# Where'd eBay go??



## JackM (Jul 29, 2008)

I've been on the other side of the country, visiting my brother. When I got back I noticed the eBay strip on the left side of the home page is gone, replaced by a few ads for used cars and other non-RR stuff. Did I change something in my computer before I left, or is this intentional? I always check the eBay column before logging in and I've bought a fair amount of things as a result of checking that strip.

Yeah, I know I can set up eBay to let me know......I already have half a dozen interests covered that way. But I liked having a quick look at the auctions that were close to expiring without having to log in to their site, etc.
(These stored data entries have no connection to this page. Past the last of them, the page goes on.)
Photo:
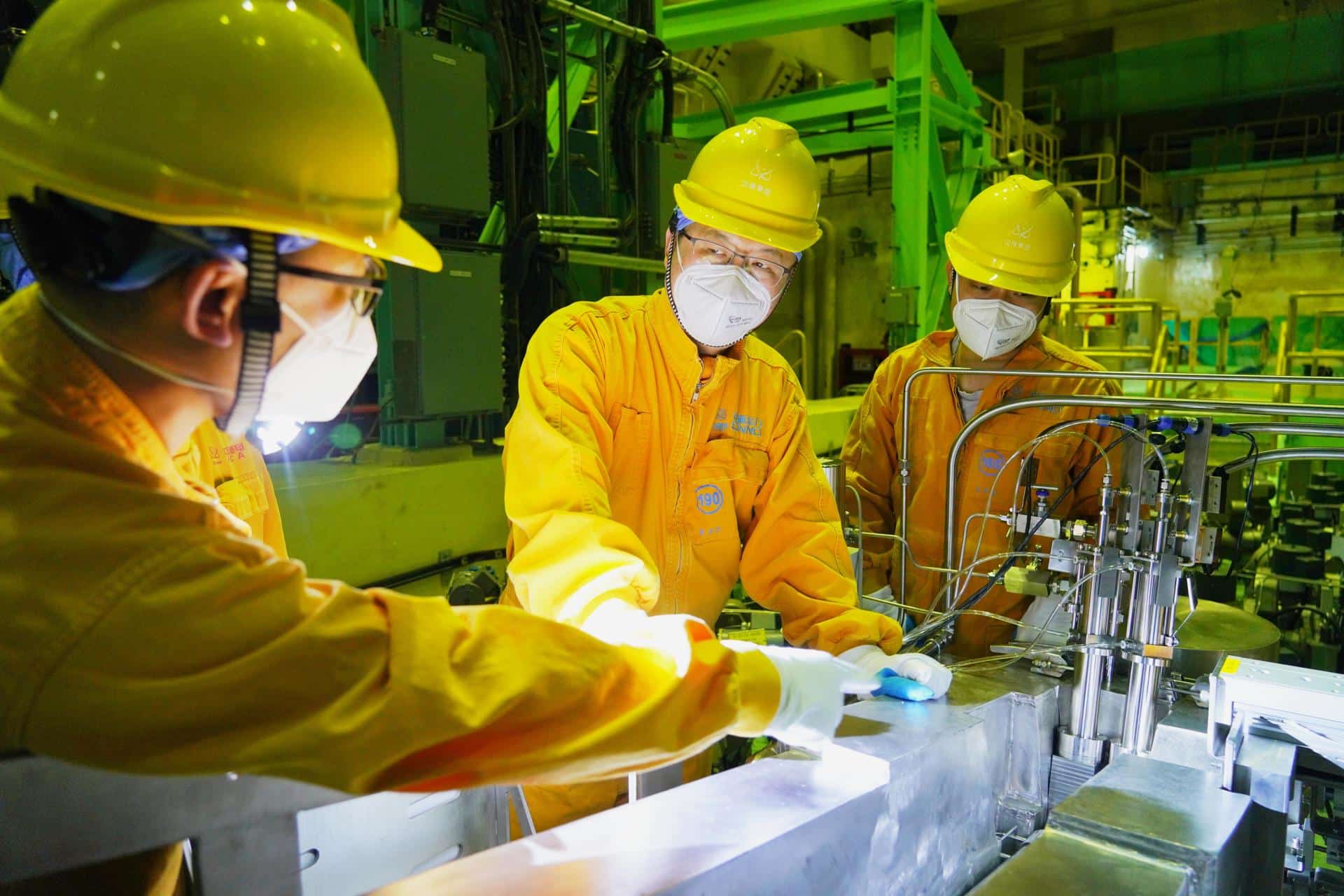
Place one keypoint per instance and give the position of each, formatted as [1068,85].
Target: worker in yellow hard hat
[679,442]
[225,468]
[1008,255]
[207,194]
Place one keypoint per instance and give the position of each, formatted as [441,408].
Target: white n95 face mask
[321,370]
[720,304]
[992,327]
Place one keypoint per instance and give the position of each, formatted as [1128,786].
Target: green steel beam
[913,132]
[951,73]
[808,111]
[707,23]
[949,115]
[905,115]
[578,76]
[926,199]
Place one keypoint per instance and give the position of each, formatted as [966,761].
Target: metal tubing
[638,35]
[711,86]
[1100,400]
[1085,703]
[556,238]
[617,262]
[1092,375]
[604,128]
[1281,456]
[1138,727]
[577,222]
[1291,429]
[605,23]
[1140,706]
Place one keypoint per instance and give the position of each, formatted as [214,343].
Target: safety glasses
[366,290]
[706,251]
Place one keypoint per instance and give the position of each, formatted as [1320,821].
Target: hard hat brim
[992,270]
[790,241]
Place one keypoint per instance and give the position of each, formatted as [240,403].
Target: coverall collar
[55,368]
[682,354]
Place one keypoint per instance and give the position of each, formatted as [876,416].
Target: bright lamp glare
[276,434]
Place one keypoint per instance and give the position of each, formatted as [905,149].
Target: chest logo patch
[708,498]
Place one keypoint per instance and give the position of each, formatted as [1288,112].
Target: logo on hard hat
[761,174]
[991,463]
[708,498]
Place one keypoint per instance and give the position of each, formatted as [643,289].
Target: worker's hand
[812,690]
[909,676]
[882,601]
[622,624]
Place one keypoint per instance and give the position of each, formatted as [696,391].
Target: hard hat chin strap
[260,316]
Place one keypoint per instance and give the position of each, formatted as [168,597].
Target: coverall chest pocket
[244,498]
[991,454]
[629,466]
[723,480]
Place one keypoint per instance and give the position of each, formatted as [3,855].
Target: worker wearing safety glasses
[1008,255]
[211,248]
[660,453]
[225,468]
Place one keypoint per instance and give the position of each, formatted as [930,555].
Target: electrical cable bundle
[636,78]
[531,289]
[927,629]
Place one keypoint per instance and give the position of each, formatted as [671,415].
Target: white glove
[812,690]
[917,666]
[620,624]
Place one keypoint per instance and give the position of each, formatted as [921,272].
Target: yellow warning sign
[755,636]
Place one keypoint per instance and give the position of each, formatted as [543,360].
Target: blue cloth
[683,222]
[892,685]
[11,262]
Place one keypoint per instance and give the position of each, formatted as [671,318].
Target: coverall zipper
[676,507]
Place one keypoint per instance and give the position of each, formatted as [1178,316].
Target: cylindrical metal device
[834,469]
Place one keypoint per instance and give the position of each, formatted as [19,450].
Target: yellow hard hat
[1018,234]
[248,113]
[757,182]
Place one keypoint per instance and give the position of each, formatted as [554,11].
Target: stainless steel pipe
[1266,409]
[1281,456]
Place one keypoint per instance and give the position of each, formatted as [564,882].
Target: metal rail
[1266,409]
[641,36]
[617,262]
[1281,456]
[1085,375]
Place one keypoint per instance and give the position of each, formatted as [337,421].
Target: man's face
[969,289]
[315,300]
[701,245]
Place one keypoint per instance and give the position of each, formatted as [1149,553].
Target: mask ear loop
[261,321]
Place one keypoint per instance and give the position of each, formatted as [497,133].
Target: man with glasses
[1009,254]
[204,192]
[659,451]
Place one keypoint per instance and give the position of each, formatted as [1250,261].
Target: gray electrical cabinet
[445,335]
[436,94]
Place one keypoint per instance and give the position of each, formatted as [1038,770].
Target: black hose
[1026,540]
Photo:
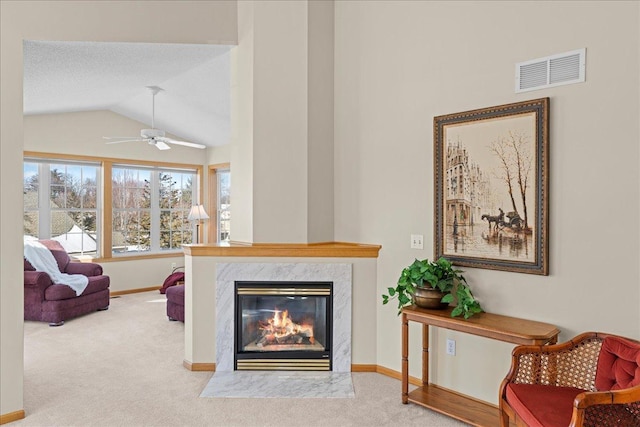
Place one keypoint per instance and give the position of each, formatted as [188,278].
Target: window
[61,203]
[150,209]
[141,208]
[224,205]
[220,202]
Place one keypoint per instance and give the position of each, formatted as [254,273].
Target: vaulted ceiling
[194,104]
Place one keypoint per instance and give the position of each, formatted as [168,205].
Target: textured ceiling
[62,77]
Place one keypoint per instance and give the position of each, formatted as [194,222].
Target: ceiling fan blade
[125,140]
[159,144]
[185,143]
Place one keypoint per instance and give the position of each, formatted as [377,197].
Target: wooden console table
[453,404]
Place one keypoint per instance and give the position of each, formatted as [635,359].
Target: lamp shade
[197,213]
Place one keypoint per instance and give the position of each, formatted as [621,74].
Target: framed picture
[491,187]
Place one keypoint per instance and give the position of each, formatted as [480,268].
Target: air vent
[555,70]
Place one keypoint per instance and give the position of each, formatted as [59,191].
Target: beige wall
[190,22]
[399,64]
[283,158]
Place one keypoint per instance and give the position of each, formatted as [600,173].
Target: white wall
[399,64]
[146,21]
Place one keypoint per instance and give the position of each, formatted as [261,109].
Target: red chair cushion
[618,364]
[542,405]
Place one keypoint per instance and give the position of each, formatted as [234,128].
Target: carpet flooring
[123,367]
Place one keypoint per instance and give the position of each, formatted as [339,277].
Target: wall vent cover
[555,70]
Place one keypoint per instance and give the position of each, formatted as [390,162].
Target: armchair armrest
[37,280]
[553,364]
[607,408]
[86,268]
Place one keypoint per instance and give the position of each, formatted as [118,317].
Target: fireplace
[283,325]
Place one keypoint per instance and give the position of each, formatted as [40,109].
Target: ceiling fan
[152,136]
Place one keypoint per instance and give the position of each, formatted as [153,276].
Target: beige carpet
[123,367]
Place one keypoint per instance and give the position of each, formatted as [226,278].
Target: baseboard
[364,368]
[354,368]
[134,291]
[199,366]
[12,416]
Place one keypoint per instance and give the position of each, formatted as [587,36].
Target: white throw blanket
[42,260]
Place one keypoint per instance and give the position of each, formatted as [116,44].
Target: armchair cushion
[542,405]
[618,364]
[85,268]
[62,292]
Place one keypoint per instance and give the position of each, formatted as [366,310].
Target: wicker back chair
[576,383]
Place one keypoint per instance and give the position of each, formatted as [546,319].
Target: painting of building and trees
[489,181]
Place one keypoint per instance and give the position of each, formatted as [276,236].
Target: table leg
[425,354]
[405,359]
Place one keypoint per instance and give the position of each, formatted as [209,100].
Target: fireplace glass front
[283,325]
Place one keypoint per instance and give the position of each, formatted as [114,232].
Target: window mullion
[44,201]
[155,211]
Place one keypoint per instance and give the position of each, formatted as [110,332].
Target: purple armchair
[54,303]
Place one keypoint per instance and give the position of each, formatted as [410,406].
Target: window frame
[213,234]
[45,209]
[105,203]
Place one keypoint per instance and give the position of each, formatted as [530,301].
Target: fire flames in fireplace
[281,329]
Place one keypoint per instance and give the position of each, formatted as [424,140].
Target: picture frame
[491,178]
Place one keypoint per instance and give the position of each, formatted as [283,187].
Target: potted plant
[434,285]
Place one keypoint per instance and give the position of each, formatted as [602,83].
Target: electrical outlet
[416,241]
[451,347]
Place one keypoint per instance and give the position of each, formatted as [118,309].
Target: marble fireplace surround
[202,262]
[339,274]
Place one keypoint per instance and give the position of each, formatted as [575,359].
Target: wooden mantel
[306,250]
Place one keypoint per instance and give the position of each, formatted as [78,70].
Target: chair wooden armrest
[555,365]
[551,364]
[603,408]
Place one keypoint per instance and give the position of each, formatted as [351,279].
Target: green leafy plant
[440,275]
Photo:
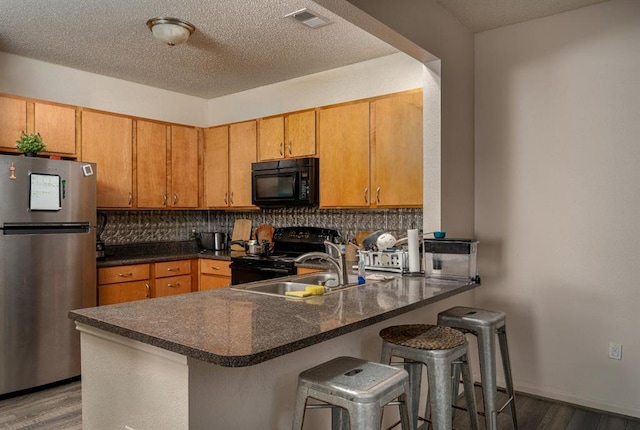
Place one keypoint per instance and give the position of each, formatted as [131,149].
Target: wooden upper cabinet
[57,126]
[242,152]
[151,164]
[292,135]
[396,150]
[343,143]
[216,167]
[300,134]
[271,138]
[184,167]
[13,121]
[107,141]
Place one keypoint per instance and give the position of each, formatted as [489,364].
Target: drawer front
[173,285]
[117,274]
[123,292]
[172,268]
[215,267]
[211,282]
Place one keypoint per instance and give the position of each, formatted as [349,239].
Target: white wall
[390,74]
[558,201]
[25,77]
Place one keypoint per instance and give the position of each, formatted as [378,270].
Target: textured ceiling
[237,45]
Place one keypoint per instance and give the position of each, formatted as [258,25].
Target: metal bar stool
[360,387]
[485,325]
[440,349]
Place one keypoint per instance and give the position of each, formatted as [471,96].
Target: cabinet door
[151,164]
[242,152]
[396,160]
[184,167]
[123,292]
[107,141]
[216,167]
[13,121]
[173,285]
[57,126]
[301,134]
[271,138]
[344,155]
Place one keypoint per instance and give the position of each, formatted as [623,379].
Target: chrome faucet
[339,263]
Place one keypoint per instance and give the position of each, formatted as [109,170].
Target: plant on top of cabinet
[287,136]
[30,143]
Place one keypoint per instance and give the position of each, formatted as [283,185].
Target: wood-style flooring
[60,408]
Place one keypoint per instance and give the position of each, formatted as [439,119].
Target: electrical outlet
[615,351]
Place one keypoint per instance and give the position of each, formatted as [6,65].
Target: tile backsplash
[126,227]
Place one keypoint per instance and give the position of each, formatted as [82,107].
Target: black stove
[288,243]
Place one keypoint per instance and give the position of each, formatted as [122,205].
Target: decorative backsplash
[126,227]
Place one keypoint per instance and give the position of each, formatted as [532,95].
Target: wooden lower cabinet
[121,284]
[214,274]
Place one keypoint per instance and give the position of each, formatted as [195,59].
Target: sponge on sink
[297,293]
[314,290]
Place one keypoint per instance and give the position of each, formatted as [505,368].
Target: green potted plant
[30,144]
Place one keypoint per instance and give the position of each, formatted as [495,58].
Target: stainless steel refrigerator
[47,267]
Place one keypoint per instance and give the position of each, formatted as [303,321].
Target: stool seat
[423,336]
[358,386]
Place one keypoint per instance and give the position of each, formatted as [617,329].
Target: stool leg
[506,365]
[365,416]
[469,393]
[339,418]
[439,375]
[299,409]
[487,352]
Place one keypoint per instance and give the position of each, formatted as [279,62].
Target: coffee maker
[101,223]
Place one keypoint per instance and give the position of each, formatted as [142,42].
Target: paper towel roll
[414,252]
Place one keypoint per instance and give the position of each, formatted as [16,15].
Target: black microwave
[292,182]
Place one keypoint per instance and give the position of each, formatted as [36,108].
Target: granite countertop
[235,328]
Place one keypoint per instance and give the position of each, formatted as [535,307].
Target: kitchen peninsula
[228,358]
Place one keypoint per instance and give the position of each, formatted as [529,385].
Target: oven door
[242,273]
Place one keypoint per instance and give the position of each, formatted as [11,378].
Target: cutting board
[241,231]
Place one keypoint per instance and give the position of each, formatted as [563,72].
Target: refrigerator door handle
[46,228]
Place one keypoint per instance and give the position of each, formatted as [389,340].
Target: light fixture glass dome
[171,31]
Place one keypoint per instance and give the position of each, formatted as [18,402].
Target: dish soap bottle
[361,279]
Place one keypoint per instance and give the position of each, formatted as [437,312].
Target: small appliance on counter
[452,259]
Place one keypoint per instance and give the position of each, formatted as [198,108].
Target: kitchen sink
[281,287]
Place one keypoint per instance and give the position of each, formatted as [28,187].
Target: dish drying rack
[396,260]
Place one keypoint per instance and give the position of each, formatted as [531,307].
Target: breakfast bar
[229,358]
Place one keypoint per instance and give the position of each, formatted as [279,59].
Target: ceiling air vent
[309,18]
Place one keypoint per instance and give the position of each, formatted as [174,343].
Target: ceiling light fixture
[309,18]
[171,31]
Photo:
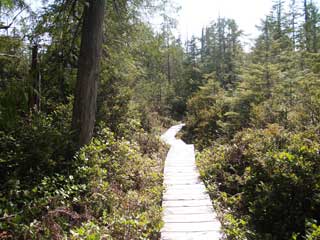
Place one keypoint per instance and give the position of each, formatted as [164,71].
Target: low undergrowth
[111,189]
[265,183]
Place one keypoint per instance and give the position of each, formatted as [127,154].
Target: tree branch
[6,27]
[8,55]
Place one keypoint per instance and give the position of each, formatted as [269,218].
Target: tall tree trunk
[84,108]
[34,98]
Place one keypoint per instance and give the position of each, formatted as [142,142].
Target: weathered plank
[188,213]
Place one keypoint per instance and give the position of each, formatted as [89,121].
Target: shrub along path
[188,212]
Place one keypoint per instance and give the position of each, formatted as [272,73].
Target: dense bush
[266,182]
[111,188]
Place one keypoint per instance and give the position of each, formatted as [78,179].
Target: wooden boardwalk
[188,212]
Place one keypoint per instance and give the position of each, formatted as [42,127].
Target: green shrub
[269,177]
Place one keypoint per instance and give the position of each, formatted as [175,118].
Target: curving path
[188,212]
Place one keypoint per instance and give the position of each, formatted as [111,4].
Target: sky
[195,14]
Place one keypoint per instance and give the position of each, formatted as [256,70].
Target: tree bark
[84,108]
[34,98]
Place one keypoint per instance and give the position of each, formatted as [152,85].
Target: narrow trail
[188,212]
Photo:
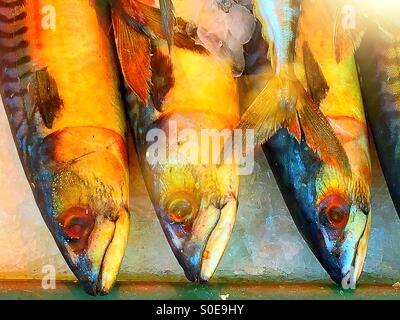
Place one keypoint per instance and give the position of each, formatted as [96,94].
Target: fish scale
[16,69]
[72,148]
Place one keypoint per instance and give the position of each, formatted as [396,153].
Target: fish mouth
[345,264]
[200,250]
[97,266]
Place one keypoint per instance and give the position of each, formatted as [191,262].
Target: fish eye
[334,212]
[76,223]
[180,208]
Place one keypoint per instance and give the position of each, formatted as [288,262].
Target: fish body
[280,19]
[379,62]
[60,90]
[187,91]
[330,207]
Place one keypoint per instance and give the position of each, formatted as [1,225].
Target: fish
[352,19]
[284,102]
[330,207]
[170,100]
[378,59]
[60,90]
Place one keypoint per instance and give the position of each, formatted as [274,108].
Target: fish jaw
[80,182]
[196,203]
[200,250]
[339,245]
[97,266]
[344,258]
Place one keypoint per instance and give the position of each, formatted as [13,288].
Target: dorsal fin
[46,96]
[317,85]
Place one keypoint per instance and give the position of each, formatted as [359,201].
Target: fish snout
[345,261]
[200,241]
[95,249]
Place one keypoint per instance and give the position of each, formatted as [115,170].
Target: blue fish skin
[379,64]
[296,167]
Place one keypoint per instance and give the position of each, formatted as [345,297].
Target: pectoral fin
[347,39]
[167,18]
[317,85]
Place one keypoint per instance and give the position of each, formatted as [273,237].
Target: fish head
[343,223]
[82,188]
[195,201]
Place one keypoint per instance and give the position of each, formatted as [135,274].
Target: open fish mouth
[200,247]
Boy, I really hate change.

JackM


----------



## Ray Dunakin (Jan 6, 2008)

I'm still seeing the G scale ebay stuff. Try clearing your browser cache and reloading the page.


----------



## ShadsTrains (Dec 27, 2007)

For some reason, the ebay ads aren't showing in internet explorer. I haven't figured out why yet... I'm working on it.


----------



## JackM (Jul 29, 2008)

I brought up Firefox just for fun, and the eBay list does show up on the left. So if you can figure it out, Shad, maybe I'm not the only person who appreciates it. I can live without it, I'm sure. I'm not about to switch everything over to Firefox just for the eBay list. 

JackM 

Puh-leaze - let's skip the lectures about how IE sucks and Firefox, Safari and Linux are far superior. Maybe they are. But I haven't had IE crash on me since I traded in the computer I built with hamfest parts and Windows 3.1 for a Dell.


----------



## ShadsTrains (Dec 27, 2007)

I think I've figured it out.. Another case of IE not working the same way as everyone else, and ebay changing the way their banners work...


----------



## vsmith (Jan 2, 2008)

I use IE, when I'm logged *out*, evilbay comes up on the left side, when I'm logged *in*, its gone!


----------



## ShadsTrains (Dec 27, 2007)

Posted By vsmith on 07 Feb 2012 03:32 PM 
I use IE, when I'm logged *out*, evilbay comes up on the left side, when I'm logged *in*, its gone! 
Because you are a 1st class member and those ads are hidden for logged in 1st class members..


----------



## Greg Elmassian (Jan 3, 2008)

victor... have some more coffee... 

hahahaha! 

Greg


----------



## kormsen (Oct 27, 2009)

i'm a second class user using IE and i got ebay's ads with the "resized" pics as i always did.


----------



## JackM (Jul 29, 2008)

Thanks, Shad. It popped up in a new, crisper format as soon as I accessed MLS. I logged in to say thanks, and will now log out to see if there's anything I need in the current list. A nice way to start my day: coffee, MLS, eBay and spending money for something I didn't know I needed. 

JackM


----------



## vsmith (Jan 2, 2008)

Posted By Greg Elmassian on 07 Feb 2012 03:57 PM 
victor... have some more coffee... 

hahahaha! 

Greg 









THANKS


----------



## Greg Elmassian (Jan 3, 2008)

Victor, how did you sneak in my house and get me just before my daily commute? 

hahahaha! 

Greg


----------